With Anthropic's Mythos and Fable 5 still walled off by U.S. export restrictions, Asian labs are moving to capture the market the restrictions vacated. Japan's Sakana AI unveiled Fugu, named for the blowfish, which the company says “stands shoulder-to-shoulder with leading models like Anthropic's Fable 5 and Mythos Preview.” Fugu is built agent-first: rather than maximizing a single monolithic model, it is designed to orchestrate access to other models through their APIs, coordinating usage across many systems. Sakana was co-founded by David Ha and Llion Jones, both Google alumni and the latter a co-author of the original transformer paper, alongside Ren Ito, a former Mercari and Stability AI executive. The lab specializes in affordable generative models that work well on small datasets and are tuned for Japanese language and culture, and it says the research underpinning Fugu was presented at ICLR this spring.

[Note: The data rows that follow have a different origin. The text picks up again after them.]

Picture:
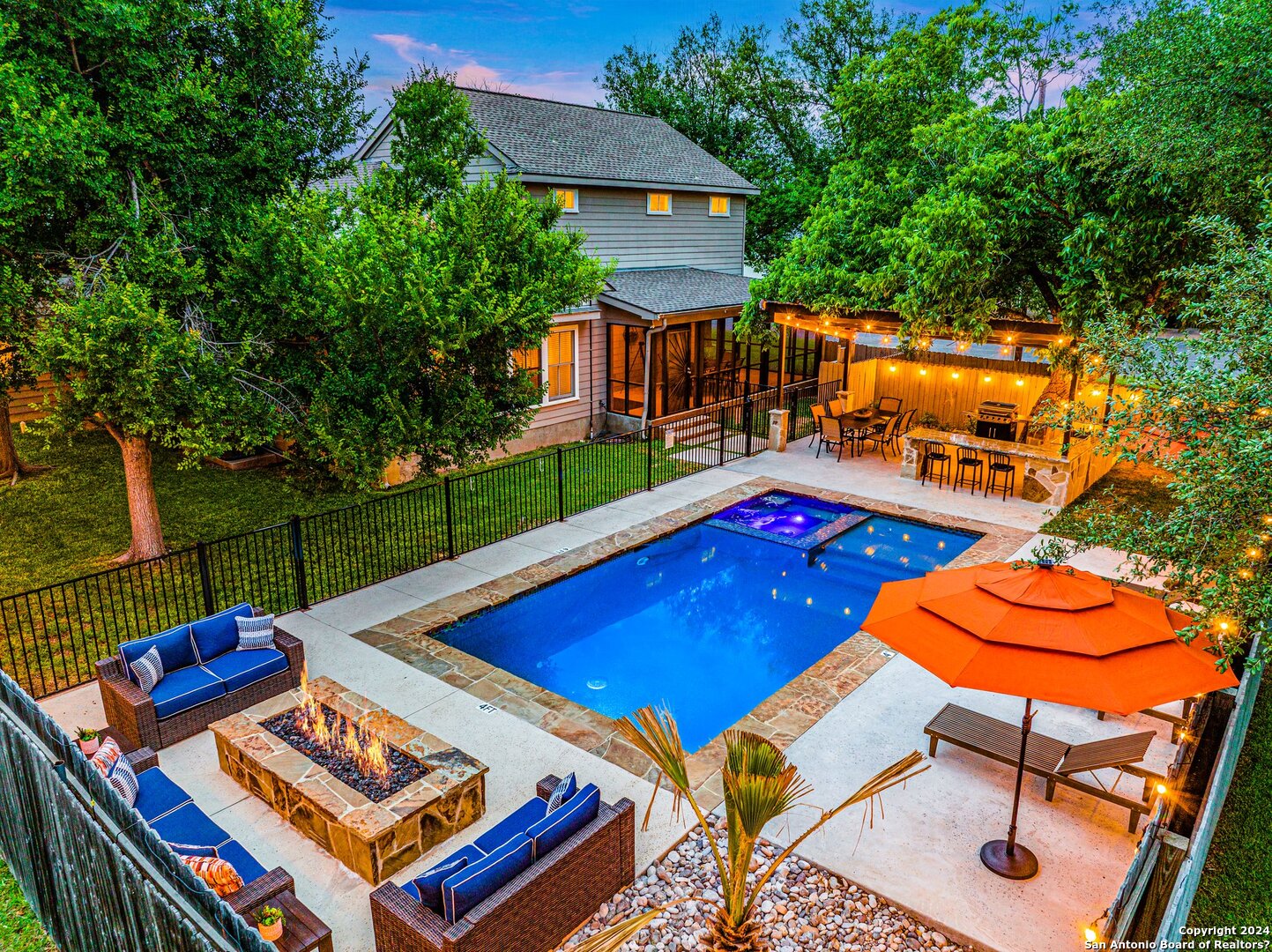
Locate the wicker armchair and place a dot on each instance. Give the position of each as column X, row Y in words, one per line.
column 131, row 711
column 536, row 911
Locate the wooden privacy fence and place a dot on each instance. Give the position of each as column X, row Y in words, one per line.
column 95, row 876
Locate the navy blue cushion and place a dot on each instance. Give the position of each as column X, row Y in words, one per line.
column 175, row 651
column 560, row 825
column 181, row 690
column 488, row 874
column 427, row 888
column 242, row 668
column 184, row 849
column 243, row 862
column 218, row 633
column 190, row 825
column 157, row 794
column 509, row 826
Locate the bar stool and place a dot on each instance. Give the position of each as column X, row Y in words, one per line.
column 1000, row 466
column 970, row 470
column 936, row 464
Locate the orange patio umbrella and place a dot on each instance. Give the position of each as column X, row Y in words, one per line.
column 1043, row 633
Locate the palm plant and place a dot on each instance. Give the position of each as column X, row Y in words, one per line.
column 760, row 785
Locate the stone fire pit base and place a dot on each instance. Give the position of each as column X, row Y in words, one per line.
column 374, row 840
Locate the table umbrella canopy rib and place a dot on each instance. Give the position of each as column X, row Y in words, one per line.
column 1053, row 634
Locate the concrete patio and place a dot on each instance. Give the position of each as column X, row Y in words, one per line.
column 921, row 855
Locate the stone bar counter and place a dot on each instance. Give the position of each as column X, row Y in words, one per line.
column 1043, row 473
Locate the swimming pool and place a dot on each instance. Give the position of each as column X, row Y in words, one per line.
column 708, row 620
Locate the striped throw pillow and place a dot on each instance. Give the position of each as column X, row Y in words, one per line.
column 149, row 670
column 123, row 780
column 562, row 793
column 218, row 874
column 255, row 633
column 106, row 756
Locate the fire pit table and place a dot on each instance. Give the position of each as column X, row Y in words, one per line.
column 372, row 789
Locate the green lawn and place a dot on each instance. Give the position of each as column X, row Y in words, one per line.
column 72, row 521
column 19, row 929
column 1235, row 885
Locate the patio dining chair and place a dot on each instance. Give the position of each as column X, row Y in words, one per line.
column 831, row 435
column 881, row 438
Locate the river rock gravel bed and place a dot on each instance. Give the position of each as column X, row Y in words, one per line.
column 803, row 906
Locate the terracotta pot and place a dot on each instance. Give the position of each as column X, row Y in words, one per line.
column 270, row 933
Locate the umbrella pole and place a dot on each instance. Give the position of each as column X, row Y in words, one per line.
column 1008, row 858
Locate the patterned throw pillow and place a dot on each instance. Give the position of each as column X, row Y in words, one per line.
column 149, row 670
column 106, row 756
column 255, row 633
column 123, row 780
column 562, row 793
column 218, row 874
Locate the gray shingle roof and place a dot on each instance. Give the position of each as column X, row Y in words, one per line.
column 583, row 141
column 672, row 290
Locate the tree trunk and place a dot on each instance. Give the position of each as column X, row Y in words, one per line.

The explicit pitch is exposure reduction: Sakana is targeting Japanese businesses and government agencies that want frontier-level capability without the risk of tightening export controls cutting them off. The company was careful not to declare a permanent regional shift away from U.S. models, characterizing the moment as a window rather than a lasting realignment toward any one set of players. In parallel, a Chinese vendor unveiled Tulongfeng, which it positions to go head-to-head with Mythos on cybersecurity, plus two security-specific tools: one built to automatically discover software vulnerabilities and a second, Yitianzhen, built to automate cyber defense and incident response.
The practical stakes are concentrated in two areas. First, agentic orchestration: both Fugu and the Chinese tools assume a world in which the model is a controller routing work to other models and tools, not a single oracle. Second, the security domain, where Mythos's restricted status was justified partly by its offensive-cyber potential, is exactly where the new entrants are planting their flags. If buyers in Asia standardize on models that carry no U.S. export risk, the commercial cost of the restrictions falls on the leading U.S. labs that cannot serve those customers.